FG Sets New Technology To Monitor, Prevent Grid Collapse
The Federal Government has deployed a new technology as a stop-gap solution to the challenges confronting Nigeria’s power grid, the Transmission Company of Nigeria has said.
Officials of the company said the technology, comprising Internet of Things and the Virtual Private Network, was deployed by the government through TCN to monitor real-time grid operations and help mitigate power system collapse.
It was also gathered that the facility would boost power grid management at the National Control Centre, Osogbo in Osun State, as it would improve real-time operations of the national grid, pending the deployment of a long-term network automation system.
Nigeria’s power grid has recorded a series of collapses this year, throwing many parts of the country in darkness on those occasions.
On July 22, 2022, for instance, The PUNCH exclusively reported that power generation on the grid crashed from over 3,900 megawatts to 3MW when the grid collapsed on July 20, 2022.
The July 20, 2022 grid collapse made it the sixth time that the system had crashed in 2022. On June 13, The PUNCH reported a grid collapse. The nation’s power system collapsed twice in March and twice again in April this year.
Power generation on the grid has continued to fluctuate due to various concerns such as gas constraints, water management challenges, and gas pipeline vandalism, among others.
But the TCN stated on Wednesday that with its new technology the power grid would receive improved monitoring, as this would help in its management going forward.
“The deployment of the smart grid system is in the advanced stage of the procurement process for a robust deployment of a full-scale state-of-the-art Supervisory Control and Data Acquisition/Energy Management System,” the General Manager, Public Affairs, Ndidi Mbah, stated.
TCN operates the national electricity grid with over 20,000km of 330 and 132 kilovolts transmission lines, which are said to be among the few largest transmission networks in Africa.
At the moment, Nigeria’s transmission network consists of high voltage substations with a proven 7,300 megawatts of electricity wheeling capacity, and still expanding.
This transmission system is being reformed by TCN as the Nigerian electricity market, which comprises the generation, transmission and distribution companies prepares for a competitive market stage away from the transitional stage it has been for over seven years.
This new stage will mean that all transactions are based on contracts with optimal customer service delivery.
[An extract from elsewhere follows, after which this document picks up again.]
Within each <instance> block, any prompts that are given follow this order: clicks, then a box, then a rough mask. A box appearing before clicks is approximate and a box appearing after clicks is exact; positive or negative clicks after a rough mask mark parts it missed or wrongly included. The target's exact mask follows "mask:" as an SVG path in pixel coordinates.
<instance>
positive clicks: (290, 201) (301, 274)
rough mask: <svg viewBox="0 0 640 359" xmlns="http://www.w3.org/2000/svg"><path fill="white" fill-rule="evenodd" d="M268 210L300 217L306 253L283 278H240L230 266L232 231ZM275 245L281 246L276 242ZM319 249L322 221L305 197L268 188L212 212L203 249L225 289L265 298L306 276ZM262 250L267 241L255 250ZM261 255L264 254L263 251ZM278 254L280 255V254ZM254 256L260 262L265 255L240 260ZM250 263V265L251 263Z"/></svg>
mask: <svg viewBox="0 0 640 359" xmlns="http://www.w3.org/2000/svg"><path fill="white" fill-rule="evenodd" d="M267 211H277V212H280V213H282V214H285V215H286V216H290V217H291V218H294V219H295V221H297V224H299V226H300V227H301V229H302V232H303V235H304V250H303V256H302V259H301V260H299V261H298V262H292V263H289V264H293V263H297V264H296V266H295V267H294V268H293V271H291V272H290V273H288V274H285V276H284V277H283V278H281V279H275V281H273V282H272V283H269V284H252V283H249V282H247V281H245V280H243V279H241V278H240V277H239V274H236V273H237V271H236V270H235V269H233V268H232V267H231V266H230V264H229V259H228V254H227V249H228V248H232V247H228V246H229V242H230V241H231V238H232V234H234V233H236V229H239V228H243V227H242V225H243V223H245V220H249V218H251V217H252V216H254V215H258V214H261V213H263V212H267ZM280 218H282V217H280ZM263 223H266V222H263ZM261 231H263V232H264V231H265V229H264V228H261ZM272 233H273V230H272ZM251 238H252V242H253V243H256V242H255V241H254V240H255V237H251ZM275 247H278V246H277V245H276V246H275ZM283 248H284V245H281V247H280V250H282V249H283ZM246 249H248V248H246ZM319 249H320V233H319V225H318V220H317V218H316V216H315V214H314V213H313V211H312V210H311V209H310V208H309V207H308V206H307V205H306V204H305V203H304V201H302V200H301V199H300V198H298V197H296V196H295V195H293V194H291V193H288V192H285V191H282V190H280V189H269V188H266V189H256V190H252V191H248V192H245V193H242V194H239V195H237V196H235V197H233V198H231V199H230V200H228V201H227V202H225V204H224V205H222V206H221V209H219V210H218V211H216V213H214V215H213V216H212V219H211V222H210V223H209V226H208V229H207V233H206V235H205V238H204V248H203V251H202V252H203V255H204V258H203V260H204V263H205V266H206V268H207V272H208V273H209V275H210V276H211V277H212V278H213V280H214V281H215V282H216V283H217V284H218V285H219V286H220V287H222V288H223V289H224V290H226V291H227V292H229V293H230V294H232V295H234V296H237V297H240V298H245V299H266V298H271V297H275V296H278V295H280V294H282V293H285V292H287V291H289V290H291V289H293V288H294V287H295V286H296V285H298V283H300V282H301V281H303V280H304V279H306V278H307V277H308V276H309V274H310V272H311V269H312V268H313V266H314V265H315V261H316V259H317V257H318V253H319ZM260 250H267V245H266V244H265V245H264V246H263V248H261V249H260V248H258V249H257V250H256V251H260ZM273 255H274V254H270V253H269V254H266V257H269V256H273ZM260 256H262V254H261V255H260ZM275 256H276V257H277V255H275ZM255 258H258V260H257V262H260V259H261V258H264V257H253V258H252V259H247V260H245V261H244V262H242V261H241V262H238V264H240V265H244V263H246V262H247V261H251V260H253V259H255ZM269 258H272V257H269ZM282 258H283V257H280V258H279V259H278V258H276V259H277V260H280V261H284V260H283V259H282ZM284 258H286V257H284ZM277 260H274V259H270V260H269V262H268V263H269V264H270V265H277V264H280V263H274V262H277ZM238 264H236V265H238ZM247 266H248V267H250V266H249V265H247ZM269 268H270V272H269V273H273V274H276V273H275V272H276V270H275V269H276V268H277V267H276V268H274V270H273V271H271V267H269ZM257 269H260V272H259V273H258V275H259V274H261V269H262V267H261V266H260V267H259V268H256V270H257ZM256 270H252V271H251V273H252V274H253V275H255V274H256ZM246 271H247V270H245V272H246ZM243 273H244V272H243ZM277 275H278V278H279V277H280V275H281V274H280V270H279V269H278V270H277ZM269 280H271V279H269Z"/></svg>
And to test run this, the Nigerian Electricity Regulatory Commission pushed for the Service Level Agreement in 2021, which became binding on all operators to ensure improved service delivery to power users.
The Managing Director, TCN, Sule Abdulaziz, said the company had boosted the digitisation of grid operations, as the NCC’s control room was solely responsible for all activities related to grid network data acquisition, real-time grid operations and management for optimal service delivery.